Pubblicato uno studio dell’Istituto San Raffaele-Telethon di Milano e dell’Istituto di ricerca genetica e biomedica del Consiglio nazionale delle ricerche

Sono stati pubblicati i primi risultati, positivi, di una strategia di editing genetico basata sulla tecnica CRISPR/Cas9 (detta ‘taglia e cuci del Dna’), efficace nel correggere il difetto responsabile di immunodeficienze combinate gravi (SCID, Severe Combined Immunodeficiency), a carico del gene RAG1. La tecnica è stata messa a punto dai ricercatori dell’Istituto San Raffaele-Telethon per la terapia genica (SR-Tiget) di Milano e dell’Istituto di ricerca genetica e biomedica del Consiglio nazionale delle ricerche (Cnr-Irgb) e la ricerca è stata pubblicata sulla rivista Science Translational Medicine, articolo curato dal gruppo di ricerca guidato da Anna Villa, ricercatrice dell’unità milanese del Cnr-Irgb.

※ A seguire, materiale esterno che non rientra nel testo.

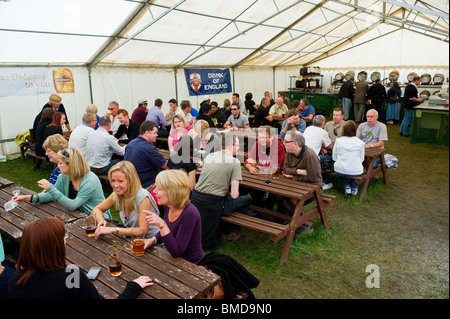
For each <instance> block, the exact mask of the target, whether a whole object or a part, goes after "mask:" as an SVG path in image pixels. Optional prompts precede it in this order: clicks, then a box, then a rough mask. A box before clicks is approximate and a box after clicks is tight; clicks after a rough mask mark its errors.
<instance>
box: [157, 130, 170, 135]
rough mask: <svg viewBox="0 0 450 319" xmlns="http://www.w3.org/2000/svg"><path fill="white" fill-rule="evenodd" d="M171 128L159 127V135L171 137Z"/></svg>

Il gene RAG1 contribuisce alla produzione di linfociti T e B: se non funziona queste cellule non si formano, e chi nasce con un deficit di RAG1 ha fin dalla nascita un’immunodeficienza grave, con infezioni ricorrenti e potenzialmente fatali, diarrea cronica, eruzioni cutanee, ritardo della crescita, e un’aspettativa di vita limitata se non si interviene. In alcuni casi la proteina RAG1 non è del tutto assente, ma promuove la formazione di poche cellule, condizione che comporta un’attività sregolata del sistema immunitario, con autoimmunità e infiammazione cronica (sindrome di Omenn e SCID atipiche). Il trapianto di cellule staminali del sangue rappresenta l’unico intervento risolutivo, ma se non eseguito nei primi mesi di vita, in caso di diagnosi tardiva, il danno a carico dei diversi organi può comprometterne il successo. E in Italia, lo screening neonatale per le SCID non è inserito nel pannello nazionale di screening e solo alcune regioni o città hanno attivato progetti pilota o programmi dedicati.

Il lavoro dei ricercatori

“L’editing genetico, su cui siamo concentrati dal 2016, consente di correggere il difetto genico lasciando RAG1 nella sua sede naturale, mantenendone una regolazione fisiologica”, racconta Maria Carmina Castiello (Cnr-Irgb, SR-Tiget), prima autrice del lavoro. “La correzione è stata effettuata nelle cellule staminali ematopoietiche, in grado di generare tutte le linee del sistema immunitario compresi i linfociti T e B. L’approccio di editing genetico si aggiunge alle piattaforme di terapia genica basata sui vettori di origine virale, come è stato fatto con successo in altre patologie, quali ad esempio l’ADA-SCID, o la sindrome di Wiskott-Aldrich”.

Il gruppo di ricerca, nel corso degli anni, ha provato diverse strategie fino ad arrivare a quella più promettente illustrata nello studio (basata sulla tecnica CRISPR/Cas9); un lavoro frutto di una lunga collaborazione con il gruppo del direttore dell’SR-Tiget Luigi Naldini, e in particolare con Samuele Ferrari e Daniele Canarutto.

“Con questa strategia siamo riusciti a correggere tra il 20 e il 30 per cento delle cellule staminali bersaglio: una percentuale molto soddisfacente se consideriamo che, come è emerso in nostri studi condotti sul modello murino, basta correggerne il 5-10 per cento per ottenere un effetto terapeutico. Il prossimo passo sarà perfezionare il sistema di correzione veicolando la sequenza corretta mediante un nuovo sistema di trasporto basato su nanoparticelle, analogo a quello impiegato nei vaccini anti-COVID”, spiega Anna Villa (Cnr-Irgb, SR-Tiget), e conclude: “Il nostro obiettivo è riuscire a trasferire questo approccio terapeutico in clinica: potenzialmente potrebbe rivelarsi un’alternativa al trapianto, sia per ovviare alla mancanza di un donatore, ma anche per limitare i rischi legati al condizionamento chemioterapico”.